In a corner of the Internet I had found an old interview with Johnnie in the magazine Asia Art Archive, where he talked about his background:
»My family is a mixture of traditional and bohemian values. We are merchant class Jews with a tradition for supporting our peers in contemporary culture – artists, writers, musicians, architechts, designers, film makers etc., not only in doing mitzvah but also to enhance our lives, making them more fun and interesting,« he told the magazine.
I asked Edan Corkill, head of the arts desk at Japan Times, what he knew about Johnnie Walker’s background. He shrugged. He didn’t know much except that Johnnie Walker was a Sephardic Jew. Probably, he added. But he didn’t really wanted to know more.
»To find out that, for instance, he was really born in New York and just came to Japan by a coincidence in the 1970’s would be kind of sad,« he said.
Edan Corkill was one of the first to open up the door for me into the myth of Johnnie Walker.
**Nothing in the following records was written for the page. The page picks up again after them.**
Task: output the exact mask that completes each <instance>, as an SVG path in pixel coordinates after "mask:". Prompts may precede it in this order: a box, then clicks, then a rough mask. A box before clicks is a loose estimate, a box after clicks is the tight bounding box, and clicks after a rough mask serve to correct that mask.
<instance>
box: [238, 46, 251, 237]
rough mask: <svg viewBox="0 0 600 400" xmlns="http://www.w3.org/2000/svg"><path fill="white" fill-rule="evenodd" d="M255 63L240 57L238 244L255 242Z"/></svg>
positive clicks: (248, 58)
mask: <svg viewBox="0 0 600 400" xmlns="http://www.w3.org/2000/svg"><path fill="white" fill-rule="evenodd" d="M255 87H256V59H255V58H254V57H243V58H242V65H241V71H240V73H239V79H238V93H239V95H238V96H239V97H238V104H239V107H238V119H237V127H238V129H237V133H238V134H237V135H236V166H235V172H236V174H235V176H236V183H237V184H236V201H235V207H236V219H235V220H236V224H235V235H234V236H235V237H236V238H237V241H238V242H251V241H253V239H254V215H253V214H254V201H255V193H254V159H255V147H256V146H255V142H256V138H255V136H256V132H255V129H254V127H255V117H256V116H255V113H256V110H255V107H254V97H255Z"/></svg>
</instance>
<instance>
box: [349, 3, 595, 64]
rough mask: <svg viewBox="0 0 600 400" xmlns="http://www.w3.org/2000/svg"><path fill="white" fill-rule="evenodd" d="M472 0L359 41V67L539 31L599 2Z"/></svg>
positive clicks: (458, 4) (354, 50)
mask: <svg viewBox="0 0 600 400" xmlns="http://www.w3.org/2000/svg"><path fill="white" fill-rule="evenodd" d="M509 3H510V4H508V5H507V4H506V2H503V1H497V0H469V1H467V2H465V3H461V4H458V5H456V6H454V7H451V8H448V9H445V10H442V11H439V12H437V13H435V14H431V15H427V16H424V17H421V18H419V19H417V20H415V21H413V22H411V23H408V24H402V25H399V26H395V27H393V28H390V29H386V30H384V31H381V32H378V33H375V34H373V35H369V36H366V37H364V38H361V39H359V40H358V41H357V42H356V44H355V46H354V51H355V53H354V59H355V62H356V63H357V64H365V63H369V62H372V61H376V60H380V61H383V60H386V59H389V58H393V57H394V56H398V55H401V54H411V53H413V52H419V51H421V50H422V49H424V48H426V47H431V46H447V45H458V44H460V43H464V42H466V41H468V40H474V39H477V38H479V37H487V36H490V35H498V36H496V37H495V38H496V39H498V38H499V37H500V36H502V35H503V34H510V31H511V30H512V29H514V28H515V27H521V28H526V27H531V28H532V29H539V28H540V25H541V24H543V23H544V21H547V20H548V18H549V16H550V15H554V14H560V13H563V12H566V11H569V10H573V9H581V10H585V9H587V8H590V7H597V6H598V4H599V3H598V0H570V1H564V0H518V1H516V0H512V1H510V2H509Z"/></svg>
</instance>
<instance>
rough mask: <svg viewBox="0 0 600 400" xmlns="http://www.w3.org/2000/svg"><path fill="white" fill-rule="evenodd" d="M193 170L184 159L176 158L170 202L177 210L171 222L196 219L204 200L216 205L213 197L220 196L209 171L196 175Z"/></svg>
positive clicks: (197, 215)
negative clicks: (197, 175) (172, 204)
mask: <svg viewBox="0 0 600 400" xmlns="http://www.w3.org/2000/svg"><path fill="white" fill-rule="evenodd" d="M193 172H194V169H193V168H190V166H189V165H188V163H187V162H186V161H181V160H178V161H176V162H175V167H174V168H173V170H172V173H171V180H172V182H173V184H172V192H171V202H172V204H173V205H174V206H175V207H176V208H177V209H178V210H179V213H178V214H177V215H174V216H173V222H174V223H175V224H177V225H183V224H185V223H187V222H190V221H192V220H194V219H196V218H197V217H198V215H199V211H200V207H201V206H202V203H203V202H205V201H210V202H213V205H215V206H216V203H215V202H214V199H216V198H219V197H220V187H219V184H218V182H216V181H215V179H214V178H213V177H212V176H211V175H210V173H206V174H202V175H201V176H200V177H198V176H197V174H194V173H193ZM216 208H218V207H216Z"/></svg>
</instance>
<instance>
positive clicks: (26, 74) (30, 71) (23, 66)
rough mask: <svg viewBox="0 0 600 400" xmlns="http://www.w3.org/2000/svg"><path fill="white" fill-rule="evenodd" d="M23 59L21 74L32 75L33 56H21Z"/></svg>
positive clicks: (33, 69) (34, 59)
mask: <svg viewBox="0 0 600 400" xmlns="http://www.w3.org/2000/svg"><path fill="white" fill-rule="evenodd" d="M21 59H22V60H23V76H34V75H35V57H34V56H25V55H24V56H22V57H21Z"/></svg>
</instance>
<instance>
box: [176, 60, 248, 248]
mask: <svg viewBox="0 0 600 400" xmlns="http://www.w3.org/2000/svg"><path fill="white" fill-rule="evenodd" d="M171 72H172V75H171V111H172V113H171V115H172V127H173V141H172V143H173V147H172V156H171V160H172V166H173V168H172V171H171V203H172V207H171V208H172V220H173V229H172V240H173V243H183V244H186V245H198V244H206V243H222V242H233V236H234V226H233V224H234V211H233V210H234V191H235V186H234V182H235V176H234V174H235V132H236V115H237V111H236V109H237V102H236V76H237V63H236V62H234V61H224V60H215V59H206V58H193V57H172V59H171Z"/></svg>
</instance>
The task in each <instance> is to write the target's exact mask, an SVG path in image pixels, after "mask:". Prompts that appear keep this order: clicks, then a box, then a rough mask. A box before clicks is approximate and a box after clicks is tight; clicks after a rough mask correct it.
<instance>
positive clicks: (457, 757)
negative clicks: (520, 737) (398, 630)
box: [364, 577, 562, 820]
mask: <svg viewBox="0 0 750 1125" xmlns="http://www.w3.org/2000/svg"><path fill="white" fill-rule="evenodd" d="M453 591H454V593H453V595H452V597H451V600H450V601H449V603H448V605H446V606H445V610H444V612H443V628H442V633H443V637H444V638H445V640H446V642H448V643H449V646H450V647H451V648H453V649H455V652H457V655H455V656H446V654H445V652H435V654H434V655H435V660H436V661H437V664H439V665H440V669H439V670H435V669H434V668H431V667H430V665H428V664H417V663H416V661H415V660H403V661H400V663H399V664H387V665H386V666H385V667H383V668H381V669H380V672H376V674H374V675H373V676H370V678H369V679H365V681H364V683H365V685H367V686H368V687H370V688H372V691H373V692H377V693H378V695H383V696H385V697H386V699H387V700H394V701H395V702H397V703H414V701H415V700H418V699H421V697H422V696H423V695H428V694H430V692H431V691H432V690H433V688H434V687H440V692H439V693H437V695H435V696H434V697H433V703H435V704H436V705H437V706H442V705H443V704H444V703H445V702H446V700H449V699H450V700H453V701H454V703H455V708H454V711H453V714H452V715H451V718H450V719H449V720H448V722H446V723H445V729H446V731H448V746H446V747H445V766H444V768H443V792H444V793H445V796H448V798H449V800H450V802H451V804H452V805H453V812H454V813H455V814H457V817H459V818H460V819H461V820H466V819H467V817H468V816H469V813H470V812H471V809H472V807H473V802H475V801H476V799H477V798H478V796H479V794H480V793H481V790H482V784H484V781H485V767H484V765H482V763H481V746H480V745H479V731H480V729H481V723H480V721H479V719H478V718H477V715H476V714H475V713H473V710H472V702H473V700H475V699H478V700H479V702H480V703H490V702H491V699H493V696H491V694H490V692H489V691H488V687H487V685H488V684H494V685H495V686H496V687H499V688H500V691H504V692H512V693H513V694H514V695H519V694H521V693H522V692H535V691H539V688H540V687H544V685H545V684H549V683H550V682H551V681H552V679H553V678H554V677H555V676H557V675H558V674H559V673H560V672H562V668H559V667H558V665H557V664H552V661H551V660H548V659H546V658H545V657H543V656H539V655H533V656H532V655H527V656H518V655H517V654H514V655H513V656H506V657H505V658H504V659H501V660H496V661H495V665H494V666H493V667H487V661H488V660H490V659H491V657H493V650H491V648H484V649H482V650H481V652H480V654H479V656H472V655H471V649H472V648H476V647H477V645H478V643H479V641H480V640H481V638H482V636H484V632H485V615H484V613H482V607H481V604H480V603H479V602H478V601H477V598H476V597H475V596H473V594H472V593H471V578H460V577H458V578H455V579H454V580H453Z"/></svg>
Since then it had survived with me, feeding off of the grey areas and rumors. He lived behind a veil of stories, where his background could be anything; he could harvest cat souls one day and visit the Sultan of Brunei the next. Johnnie Walker lived in a bubble of stories, and I was actually satisfied with that. So seemed Edan Corkill:
»It would almost be a shame to punch a hole in that bubble.«
I wrote down Edan Corkill’s quotes in my notebook. There they stood next to all the other interviews I had done, the articles I had cut out and all my hypotheses. But Johnnie Walker had disappeared. I licked my fingers and flipped from one page to the other. I had written down a bunch of things I knew to be true, and a bunch of thing I knew to be false, but Johnnie was not in those notes. I found the pages where I had written about the Japanese occupation of Manchuria, but I couldn’t find him there either. All the interviews I had done with the artists – I thought they had been about Johnnie Walker, but I just couldn’t find him. Instead I found a swamp of quotes about talking dogs and young, Asian lovers. I went through all my notes searching for Johnnie. Through the Internet, through the prison in Africa. He weren’t in the notes about Shanghai either. I reached the very beginning of my notebook, past the first night at the Peninsula Hotel, where I though I had met him, but he wasn’t there either. All my notes were like Polaroid pictures, where the main person had been cut out and only the surroundings could be seen. Johnnie, the real Johnnie Walker, had escaped my notebook. Maybe he had never been there.
Out of breath I was standing right at the edge of my story and looked out. I could barely see Johnnie out in the horizon, running at full speed towards reality. He turned his head and yelled back at me.